395a218cef8e43681e1d358ea4d68b1ff9a6f5bf Locilengths now ignores reference name

(Tested by cherry-picking the commits one by one into a test branch, using a real-world resistance blast output containing both OXA-566 and OXA-48 instead of the test one, and looking for occurrences of OXA-48 in caplog.text).

samuell commented 1 month ago

I think I'm starting to have a reasonable test now, that now fails (before implementing the fix), saying:

>     assert "blaOXA-48" in genes
E     assert 'blaOXA-48' in ["aph(3')-III", 'ant(6)-Ia', 'blaOXA-566']

(See https://github.com/Clinical-Genomics/microSALT/actions/runs/9898158769/job/27344305202 )

This is triggered by using some real-world example data where both OXA-48 and OXA-566 are included. But re-assuring to see that we reproduce the inclusion of blaOXA-566 there, as the issue described.

And, with the fix implemented, this test passes.

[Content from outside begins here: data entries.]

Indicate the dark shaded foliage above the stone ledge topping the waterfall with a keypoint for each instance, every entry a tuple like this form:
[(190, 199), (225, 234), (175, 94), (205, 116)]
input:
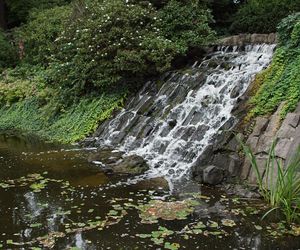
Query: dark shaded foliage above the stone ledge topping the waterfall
[(262, 16)]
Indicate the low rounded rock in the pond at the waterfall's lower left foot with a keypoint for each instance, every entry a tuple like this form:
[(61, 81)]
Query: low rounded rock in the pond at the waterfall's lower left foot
[(131, 165)]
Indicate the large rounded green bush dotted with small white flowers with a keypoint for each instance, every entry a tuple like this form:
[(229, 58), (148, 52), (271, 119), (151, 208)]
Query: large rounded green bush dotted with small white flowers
[(109, 42)]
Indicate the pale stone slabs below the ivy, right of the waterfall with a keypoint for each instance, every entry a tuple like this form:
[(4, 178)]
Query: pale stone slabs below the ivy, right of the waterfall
[(286, 133)]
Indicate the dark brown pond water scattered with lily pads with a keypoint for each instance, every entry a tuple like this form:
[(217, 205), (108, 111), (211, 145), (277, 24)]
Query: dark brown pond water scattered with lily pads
[(51, 197)]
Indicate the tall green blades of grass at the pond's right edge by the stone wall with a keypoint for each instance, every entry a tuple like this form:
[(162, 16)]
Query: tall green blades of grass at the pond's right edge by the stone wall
[(278, 184)]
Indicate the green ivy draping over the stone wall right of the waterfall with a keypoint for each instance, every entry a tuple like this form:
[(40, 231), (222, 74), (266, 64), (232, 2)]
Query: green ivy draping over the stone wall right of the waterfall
[(281, 82)]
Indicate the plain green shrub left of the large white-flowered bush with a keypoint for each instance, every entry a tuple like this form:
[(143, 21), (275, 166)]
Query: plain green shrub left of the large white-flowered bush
[(39, 34)]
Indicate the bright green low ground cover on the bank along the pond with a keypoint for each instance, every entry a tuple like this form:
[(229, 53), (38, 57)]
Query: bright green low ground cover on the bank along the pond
[(71, 125)]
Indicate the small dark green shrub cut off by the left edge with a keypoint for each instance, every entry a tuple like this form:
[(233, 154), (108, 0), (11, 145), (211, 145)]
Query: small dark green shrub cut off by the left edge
[(8, 53)]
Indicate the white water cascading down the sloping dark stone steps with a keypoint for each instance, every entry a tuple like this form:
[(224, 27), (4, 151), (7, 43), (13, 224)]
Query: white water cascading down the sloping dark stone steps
[(171, 121)]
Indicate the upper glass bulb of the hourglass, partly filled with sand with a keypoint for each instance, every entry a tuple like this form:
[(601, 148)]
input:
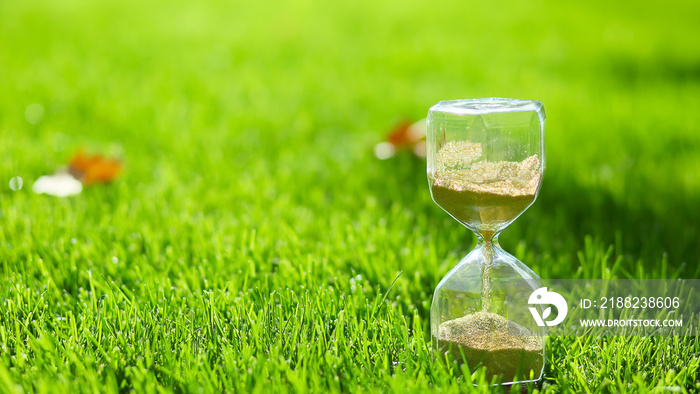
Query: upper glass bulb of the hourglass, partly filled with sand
[(485, 159)]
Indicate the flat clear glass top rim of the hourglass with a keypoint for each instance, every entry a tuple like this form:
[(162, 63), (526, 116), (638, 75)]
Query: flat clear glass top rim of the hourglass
[(489, 105)]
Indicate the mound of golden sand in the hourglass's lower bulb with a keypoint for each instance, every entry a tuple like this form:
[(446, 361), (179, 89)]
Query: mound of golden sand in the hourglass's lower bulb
[(504, 347)]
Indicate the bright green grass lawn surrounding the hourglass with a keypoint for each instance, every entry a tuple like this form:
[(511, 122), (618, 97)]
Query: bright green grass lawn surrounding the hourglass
[(252, 240)]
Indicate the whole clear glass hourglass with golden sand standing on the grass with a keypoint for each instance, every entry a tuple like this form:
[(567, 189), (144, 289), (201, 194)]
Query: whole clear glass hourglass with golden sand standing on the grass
[(485, 165)]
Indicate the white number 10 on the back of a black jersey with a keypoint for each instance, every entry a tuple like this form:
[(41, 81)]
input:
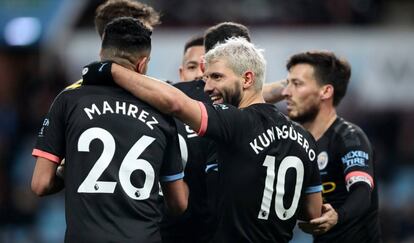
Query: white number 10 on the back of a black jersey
[(281, 212)]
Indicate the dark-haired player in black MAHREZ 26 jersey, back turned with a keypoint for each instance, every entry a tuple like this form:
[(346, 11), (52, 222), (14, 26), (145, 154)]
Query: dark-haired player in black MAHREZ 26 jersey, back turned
[(117, 149)]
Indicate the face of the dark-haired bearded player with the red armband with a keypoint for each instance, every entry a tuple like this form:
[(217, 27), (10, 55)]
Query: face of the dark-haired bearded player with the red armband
[(302, 93)]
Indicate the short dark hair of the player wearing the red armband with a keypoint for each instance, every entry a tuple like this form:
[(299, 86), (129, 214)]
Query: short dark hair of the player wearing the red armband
[(328, 68)]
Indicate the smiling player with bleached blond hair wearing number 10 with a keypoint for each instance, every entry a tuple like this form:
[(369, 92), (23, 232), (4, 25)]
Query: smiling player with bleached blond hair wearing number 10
[(267, 164)]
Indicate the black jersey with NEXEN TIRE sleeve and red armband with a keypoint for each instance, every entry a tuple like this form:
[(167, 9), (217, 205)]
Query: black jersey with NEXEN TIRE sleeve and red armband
[(345, 159)]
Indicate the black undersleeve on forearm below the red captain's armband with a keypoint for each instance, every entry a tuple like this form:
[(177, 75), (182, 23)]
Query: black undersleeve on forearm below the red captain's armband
[(356, 204)]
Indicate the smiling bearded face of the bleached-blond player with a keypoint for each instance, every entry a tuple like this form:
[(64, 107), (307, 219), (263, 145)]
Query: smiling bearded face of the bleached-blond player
[(222, 84)]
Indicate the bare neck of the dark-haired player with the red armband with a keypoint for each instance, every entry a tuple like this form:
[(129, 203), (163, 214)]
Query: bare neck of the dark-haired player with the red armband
[(323, 120)]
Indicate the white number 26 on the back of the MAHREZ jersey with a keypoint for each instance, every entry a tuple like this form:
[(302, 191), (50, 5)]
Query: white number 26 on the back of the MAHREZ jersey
[(128, 165)]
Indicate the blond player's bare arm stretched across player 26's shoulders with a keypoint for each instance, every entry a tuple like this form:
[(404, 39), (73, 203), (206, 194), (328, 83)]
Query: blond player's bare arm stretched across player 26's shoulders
[(162, 96)]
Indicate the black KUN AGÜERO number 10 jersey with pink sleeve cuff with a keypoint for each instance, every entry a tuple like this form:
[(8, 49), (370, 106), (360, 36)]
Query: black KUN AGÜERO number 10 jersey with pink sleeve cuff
[(266, 164)]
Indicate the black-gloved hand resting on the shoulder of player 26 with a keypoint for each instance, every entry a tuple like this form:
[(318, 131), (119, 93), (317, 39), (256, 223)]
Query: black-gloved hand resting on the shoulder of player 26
[(98, 73)]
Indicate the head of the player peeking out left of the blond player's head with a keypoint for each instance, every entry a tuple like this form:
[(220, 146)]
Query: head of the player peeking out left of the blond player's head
[(193, 53)]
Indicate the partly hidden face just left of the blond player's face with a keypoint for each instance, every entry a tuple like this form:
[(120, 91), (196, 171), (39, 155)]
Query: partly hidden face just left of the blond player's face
[(190, 69)]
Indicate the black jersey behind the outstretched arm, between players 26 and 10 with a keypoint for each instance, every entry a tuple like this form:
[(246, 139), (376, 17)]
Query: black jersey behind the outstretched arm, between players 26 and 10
[(195, 225)]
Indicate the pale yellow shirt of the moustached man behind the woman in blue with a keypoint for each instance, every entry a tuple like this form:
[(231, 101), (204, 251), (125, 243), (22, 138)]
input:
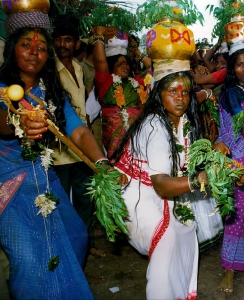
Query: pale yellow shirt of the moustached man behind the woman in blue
[(66, 156)]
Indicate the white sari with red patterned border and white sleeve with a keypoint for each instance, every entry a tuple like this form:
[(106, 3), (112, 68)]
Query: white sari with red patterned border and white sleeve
[(154, 231)]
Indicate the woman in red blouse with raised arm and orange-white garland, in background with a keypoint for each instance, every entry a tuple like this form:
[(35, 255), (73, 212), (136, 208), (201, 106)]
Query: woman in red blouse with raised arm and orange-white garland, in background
[(121, 96)]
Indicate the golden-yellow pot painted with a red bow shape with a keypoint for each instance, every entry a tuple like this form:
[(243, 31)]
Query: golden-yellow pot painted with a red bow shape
[(170, 40)]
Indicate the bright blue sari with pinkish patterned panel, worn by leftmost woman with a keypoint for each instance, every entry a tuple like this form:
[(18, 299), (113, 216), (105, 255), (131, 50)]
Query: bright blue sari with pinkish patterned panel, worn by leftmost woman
[(29, 240)]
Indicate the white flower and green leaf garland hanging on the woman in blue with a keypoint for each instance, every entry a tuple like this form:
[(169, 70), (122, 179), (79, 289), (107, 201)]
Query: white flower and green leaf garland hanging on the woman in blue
[(32, 149)]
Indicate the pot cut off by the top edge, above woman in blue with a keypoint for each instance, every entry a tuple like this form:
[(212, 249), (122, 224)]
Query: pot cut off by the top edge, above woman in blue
[(15, 6)]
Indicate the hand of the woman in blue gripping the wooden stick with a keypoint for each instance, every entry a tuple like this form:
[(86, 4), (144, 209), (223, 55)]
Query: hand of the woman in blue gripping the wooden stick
[(33, 129)]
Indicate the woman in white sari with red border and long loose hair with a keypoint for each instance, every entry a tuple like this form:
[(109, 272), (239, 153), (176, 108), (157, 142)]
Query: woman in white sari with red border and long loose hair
[(149, 155)]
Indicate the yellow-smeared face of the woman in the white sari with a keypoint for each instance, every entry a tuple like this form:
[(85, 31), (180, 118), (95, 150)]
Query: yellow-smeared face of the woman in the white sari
[(176, 98)]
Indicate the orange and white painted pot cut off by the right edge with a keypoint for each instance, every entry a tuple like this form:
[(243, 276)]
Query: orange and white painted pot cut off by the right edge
[(234, 30)]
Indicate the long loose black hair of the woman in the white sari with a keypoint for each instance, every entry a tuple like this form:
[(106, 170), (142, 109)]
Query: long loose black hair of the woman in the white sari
[(153, 107)]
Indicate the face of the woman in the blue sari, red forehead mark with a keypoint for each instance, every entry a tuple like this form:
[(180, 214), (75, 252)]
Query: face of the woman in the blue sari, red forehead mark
[(31, 53)]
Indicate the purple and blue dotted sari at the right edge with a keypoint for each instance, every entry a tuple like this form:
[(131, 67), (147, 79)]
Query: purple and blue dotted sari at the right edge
[(232, 255)]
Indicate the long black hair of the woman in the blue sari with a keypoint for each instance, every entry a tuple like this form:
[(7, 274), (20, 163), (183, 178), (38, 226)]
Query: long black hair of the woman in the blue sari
[(10, 73)]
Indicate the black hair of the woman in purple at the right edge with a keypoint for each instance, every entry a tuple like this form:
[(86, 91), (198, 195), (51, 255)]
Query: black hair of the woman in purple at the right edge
[(230, 77)]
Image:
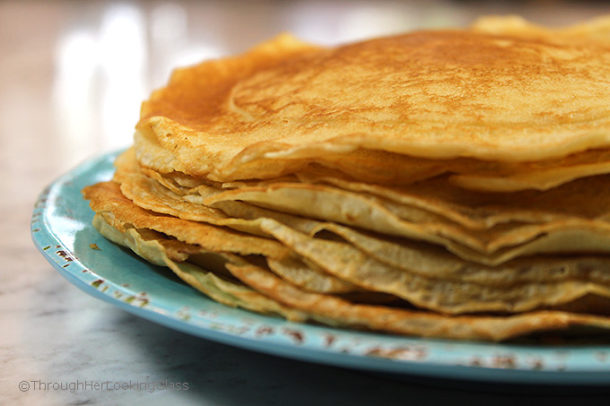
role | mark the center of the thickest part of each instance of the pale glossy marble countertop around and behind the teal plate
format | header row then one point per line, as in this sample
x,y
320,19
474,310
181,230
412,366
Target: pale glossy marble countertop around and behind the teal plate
x,y
72,75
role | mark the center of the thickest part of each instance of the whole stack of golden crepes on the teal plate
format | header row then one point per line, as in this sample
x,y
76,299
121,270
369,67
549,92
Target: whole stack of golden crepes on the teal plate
x,y
451,183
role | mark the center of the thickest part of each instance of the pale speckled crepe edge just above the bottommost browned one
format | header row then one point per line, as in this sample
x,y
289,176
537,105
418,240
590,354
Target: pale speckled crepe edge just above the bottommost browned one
x,y
349,264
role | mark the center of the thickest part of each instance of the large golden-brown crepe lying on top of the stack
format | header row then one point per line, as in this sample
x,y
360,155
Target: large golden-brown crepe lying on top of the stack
x,y
428,94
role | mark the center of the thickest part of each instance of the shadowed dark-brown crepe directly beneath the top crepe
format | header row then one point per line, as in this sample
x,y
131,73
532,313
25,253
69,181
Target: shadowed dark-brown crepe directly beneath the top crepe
x,y
432,200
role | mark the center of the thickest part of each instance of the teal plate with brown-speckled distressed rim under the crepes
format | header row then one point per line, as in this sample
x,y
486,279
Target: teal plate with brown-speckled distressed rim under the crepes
x,y
62,231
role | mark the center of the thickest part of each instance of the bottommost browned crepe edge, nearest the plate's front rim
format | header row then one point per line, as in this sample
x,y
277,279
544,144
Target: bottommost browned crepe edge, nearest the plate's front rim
x,y
412,322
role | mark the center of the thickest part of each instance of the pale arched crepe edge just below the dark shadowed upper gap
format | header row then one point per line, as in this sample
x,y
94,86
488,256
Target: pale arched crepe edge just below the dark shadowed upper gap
x,y
360,210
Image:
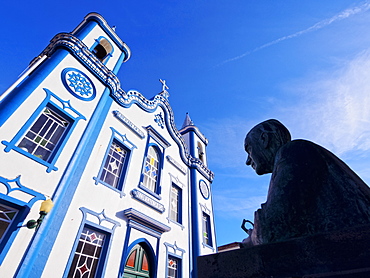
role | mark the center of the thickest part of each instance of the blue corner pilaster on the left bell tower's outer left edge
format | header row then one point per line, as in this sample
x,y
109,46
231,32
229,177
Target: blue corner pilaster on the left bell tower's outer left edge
x,y
14,100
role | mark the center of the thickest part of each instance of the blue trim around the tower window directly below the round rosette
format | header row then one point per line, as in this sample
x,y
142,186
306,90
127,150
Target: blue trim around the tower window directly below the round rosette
x,y
60,109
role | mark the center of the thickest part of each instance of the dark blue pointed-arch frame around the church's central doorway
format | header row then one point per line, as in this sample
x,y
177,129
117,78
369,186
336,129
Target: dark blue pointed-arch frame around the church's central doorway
x,y
152,257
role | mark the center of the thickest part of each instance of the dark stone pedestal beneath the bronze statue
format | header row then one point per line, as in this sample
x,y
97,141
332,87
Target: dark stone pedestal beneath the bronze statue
x,y
344,254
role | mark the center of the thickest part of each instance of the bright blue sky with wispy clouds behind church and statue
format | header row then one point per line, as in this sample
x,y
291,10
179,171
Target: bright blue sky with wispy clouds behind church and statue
x,y
231,65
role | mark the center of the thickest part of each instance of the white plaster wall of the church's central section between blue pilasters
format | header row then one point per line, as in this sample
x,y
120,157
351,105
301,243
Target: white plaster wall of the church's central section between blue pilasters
x,y
99,197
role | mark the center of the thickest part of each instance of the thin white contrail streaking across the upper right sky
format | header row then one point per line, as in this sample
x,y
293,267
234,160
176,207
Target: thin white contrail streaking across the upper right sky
x,y
321,24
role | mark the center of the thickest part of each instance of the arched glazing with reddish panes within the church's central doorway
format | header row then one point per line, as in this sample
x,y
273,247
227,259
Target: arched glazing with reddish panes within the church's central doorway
x,y
137,263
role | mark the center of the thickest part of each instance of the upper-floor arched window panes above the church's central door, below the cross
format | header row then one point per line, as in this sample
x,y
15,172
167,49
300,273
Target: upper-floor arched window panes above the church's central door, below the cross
x,y
151,169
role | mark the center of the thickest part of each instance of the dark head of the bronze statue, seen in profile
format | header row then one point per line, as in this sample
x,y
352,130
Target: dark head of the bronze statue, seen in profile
x,y
262,143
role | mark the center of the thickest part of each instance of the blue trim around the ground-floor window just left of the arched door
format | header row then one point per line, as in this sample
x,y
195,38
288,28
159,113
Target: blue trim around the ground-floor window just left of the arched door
x,y
107,242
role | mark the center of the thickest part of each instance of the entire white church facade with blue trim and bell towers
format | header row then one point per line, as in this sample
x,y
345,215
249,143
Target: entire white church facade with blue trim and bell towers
x,y
131,193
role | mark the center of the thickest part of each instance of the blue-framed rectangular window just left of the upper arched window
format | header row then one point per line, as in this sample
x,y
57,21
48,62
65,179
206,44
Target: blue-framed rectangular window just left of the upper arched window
x,y
116,160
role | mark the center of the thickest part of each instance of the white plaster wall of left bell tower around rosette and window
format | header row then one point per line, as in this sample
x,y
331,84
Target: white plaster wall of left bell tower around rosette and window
x,y
33,174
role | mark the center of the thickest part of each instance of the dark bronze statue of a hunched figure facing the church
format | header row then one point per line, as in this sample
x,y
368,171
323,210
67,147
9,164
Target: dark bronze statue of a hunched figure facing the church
x,y
311,190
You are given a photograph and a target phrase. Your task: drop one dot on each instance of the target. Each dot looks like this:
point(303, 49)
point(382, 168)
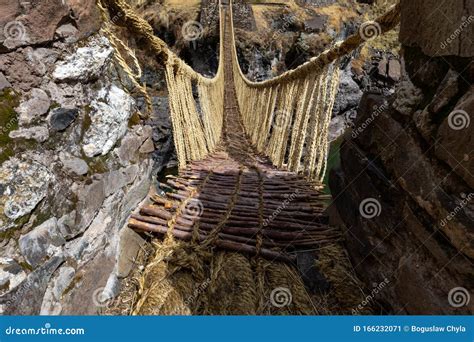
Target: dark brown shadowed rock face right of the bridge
point(404, 191)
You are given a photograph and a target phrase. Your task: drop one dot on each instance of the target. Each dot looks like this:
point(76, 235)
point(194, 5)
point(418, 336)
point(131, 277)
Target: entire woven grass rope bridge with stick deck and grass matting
point(247, 202)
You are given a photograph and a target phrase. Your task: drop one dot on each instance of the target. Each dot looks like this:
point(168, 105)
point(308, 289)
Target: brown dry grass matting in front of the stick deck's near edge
point(181, 279)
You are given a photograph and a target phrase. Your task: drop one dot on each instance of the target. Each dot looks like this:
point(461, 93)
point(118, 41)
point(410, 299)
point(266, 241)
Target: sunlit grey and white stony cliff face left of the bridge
point(75, 159)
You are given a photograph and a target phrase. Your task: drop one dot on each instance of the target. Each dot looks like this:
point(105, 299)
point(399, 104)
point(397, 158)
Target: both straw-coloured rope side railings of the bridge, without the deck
point(286, 117)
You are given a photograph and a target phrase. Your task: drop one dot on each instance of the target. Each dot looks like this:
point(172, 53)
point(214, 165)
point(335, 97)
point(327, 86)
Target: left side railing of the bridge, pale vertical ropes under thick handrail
point(197, 123)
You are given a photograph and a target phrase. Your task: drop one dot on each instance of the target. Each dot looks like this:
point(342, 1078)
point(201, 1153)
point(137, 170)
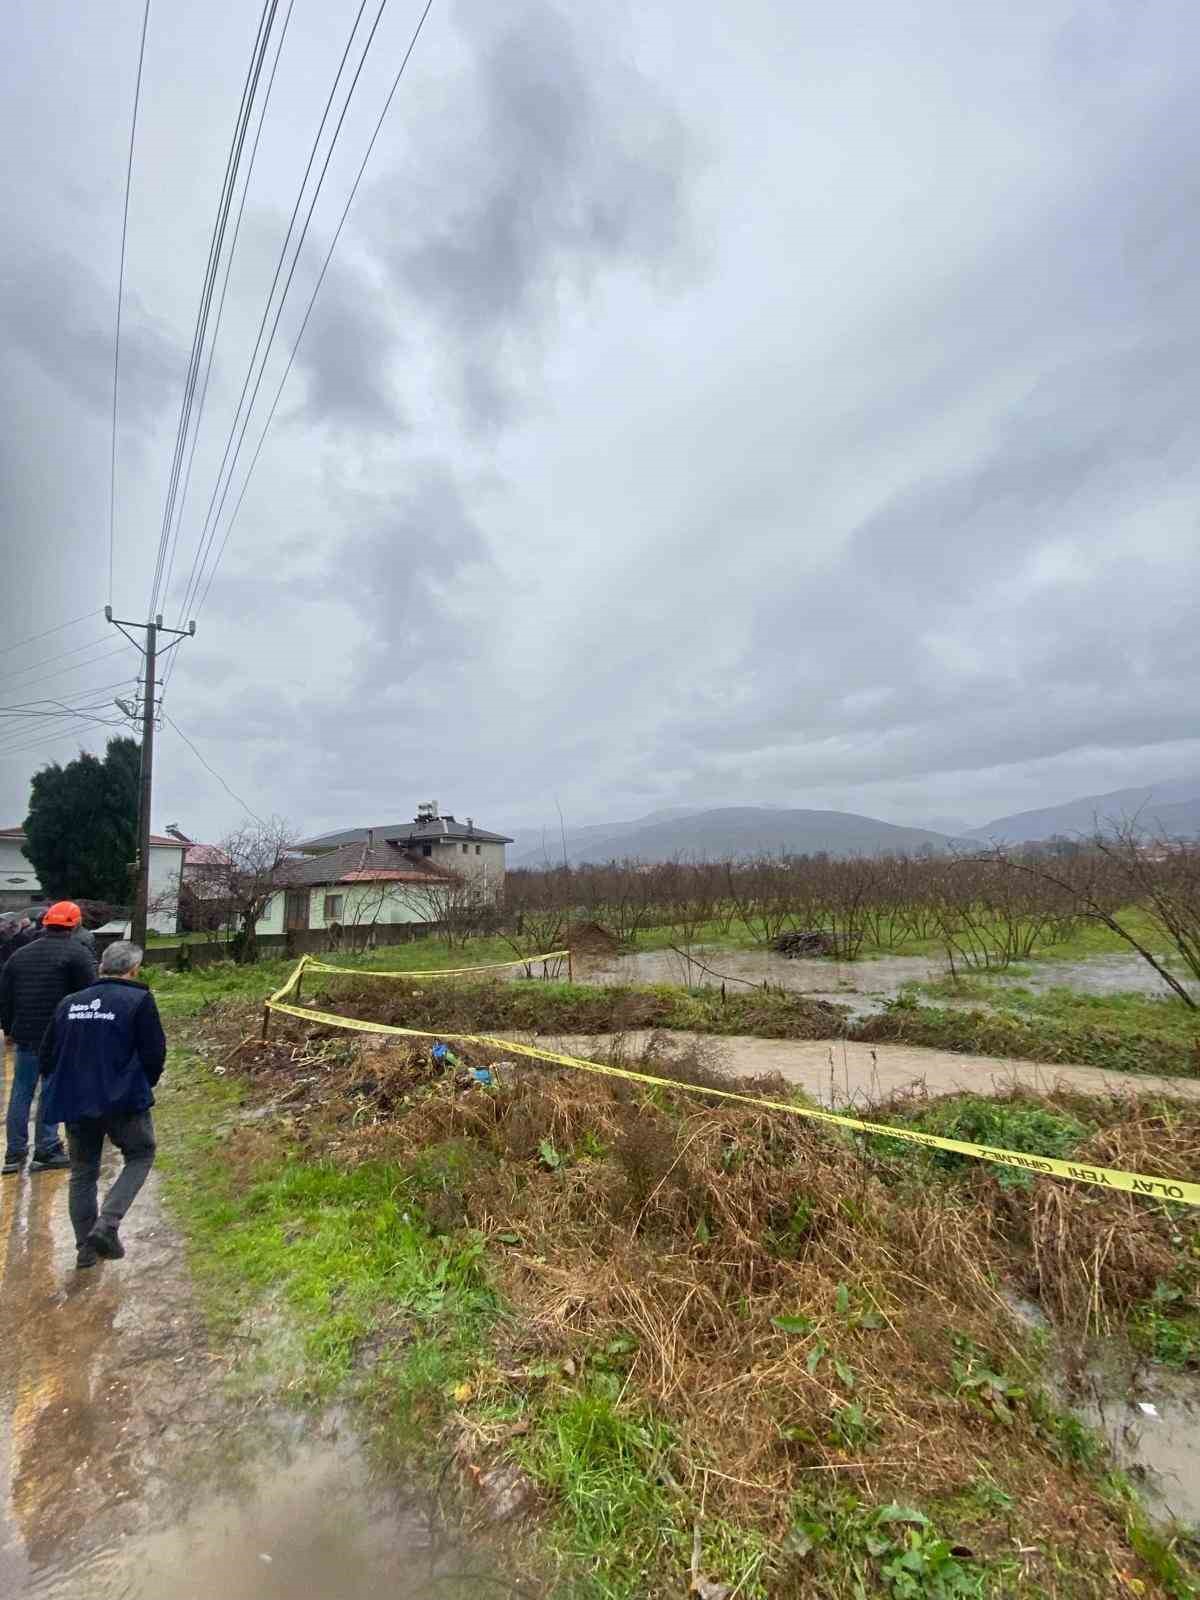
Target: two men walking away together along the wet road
point(95, 1044)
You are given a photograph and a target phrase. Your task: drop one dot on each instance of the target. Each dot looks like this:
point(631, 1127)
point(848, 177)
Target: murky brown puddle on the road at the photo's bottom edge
point(311, 1526)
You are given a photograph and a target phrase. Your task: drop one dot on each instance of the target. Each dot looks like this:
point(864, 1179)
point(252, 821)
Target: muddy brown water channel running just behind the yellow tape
point(839, 1073)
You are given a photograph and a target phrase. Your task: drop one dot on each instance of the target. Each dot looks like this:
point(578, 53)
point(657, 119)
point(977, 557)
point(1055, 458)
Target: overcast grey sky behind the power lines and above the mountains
point(761, 404)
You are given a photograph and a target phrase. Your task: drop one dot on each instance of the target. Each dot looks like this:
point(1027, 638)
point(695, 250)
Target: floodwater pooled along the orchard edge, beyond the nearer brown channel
point(860, 986)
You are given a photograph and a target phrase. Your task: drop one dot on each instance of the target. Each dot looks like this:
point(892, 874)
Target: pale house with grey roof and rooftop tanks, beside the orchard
point(386, 874)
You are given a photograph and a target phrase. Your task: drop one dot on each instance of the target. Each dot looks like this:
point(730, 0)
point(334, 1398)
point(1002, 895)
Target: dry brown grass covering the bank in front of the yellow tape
point(681, 1233)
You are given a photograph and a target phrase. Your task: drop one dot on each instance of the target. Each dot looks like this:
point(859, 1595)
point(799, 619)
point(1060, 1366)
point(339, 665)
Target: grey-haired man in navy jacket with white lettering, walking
point(102, 1057)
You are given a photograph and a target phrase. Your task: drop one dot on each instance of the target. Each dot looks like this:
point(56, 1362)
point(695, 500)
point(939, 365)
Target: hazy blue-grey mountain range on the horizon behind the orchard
point(1169, 807)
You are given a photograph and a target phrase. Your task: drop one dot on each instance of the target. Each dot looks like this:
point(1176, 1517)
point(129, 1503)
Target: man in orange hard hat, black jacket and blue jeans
point(34, 980)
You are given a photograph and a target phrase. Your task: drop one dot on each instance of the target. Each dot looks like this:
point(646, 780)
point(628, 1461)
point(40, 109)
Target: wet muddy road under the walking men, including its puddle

samuell commented 2 weeks ago

Just for the rec: As can be seen in the links above or here, the cause turned out to be a regex that was too unspecific, so that it would match more than the specified gene name... e.g. searching for blaVIM-4 would also match blaVIM-488 or similar. The fix makes the regex more specific by requiring a match against the underscore character coming after the gene name in blast output.